Não podemos permitir que os dirigentes da CUT, demais centrais e do PT façam como em 2017, pois em vez de dar continuidade a luta que teve um momento importante na greve geral de 28 de abril, desmobilizaram os trabalhadores em troca de negociações com o governo, o que resultou na contrarreforma trabalhista, na prisão de Lula e até, por consequência, na eleição de Bolsonaro.   

Nesse sentido, consideramos que a primeira ação organizada pelas centrais, a Assembleia da Classe Trabalhadora no dia 20 de fevereiro foi importante, mas peca por um problema básico, foi realizada às 10 horas, dificultando a participação mais ampla.

Esse não é um problema secundário, pois sem a construção da resistência desde a base e de forma ativa dos trabalhadores, do movimento de mulheres e da juventude não poderemos derrotar esse tremendo ataque.

 

 

[1] Mesmo compondo 54% da população brasileira em idade de trabalhar, os negros somam 62,6% dos desocupados, quase metade (46,9%) da população preta ou parda está na informalidade, enquanto o percentual entre brancos é 33,7% e entre os 10% dos brasileiros com os menores salários, 78,5% são pretos ou pardos. Por outro lado, apenas 24,8% dos que recebem os maiores rendimentos não são brancos. A desigualdade se manteve na comparação por sexos. Uma mulher informal recebeu, em média, 73% de um homem na mesma condição.

[2] Fattorelli, Maria Lucia. A máscara do “déficit da Previdência. 18 de abril, 2017

[3] Idem: “A sobra de recursos foi de R$72,7 bilhões em 2005; R$ 53,9 bilhões em 2010; R$ 76,1 bilhões em 2011; R$ 82,8 bilhões em 2012; R$ 76,4 bilhões em 2013; R$ 55,7 bilhões em 2014, e R$11,7 bilhões em 2015.”

[4] O Santander e o Itáu que devem respectivamente R$338 milhões e R$25 bilhões à Receita Federal tiveram suas dívidas perdoadas.

[5] Não existe uma proposta de redução dos altos salários – todos servidores que entraram no serviço público depois de 2013, já estão no teto do regime geral que hoje é de R$ 5.832,00 – pois parte significativa destes, os acima de 10 mil já estão indo para pagar a previdência privada.

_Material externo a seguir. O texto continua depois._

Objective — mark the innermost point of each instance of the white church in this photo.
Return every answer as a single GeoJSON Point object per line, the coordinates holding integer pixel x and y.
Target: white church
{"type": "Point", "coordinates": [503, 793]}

[6] O fato de a proposta não conter os militares causou crÍticas mesmo de partidos da suposta base aliada do governo, tais como do presidente do PP, DEM, Podemos e PRB. Os parlamentares consideraram a proposta mais dura do que a enviada por Temer por isso tendem a fazer ajustes – sem perder o fundamental dos ataques – na proposta para torná-la mais palatável. Temas como a igualização da aposentadoria rural para homens e mulheres contidos no BPC os parlamentares consideram difícil de aprovar. Outro ponto polêmico é que no novo sistema a proposta é que pessoas de 60 a 70 anos em condição de extrema pobreza receberiam apenas R$400, apenas a partir de 70 anos o valor do benefício chegaria a um salário mínimo.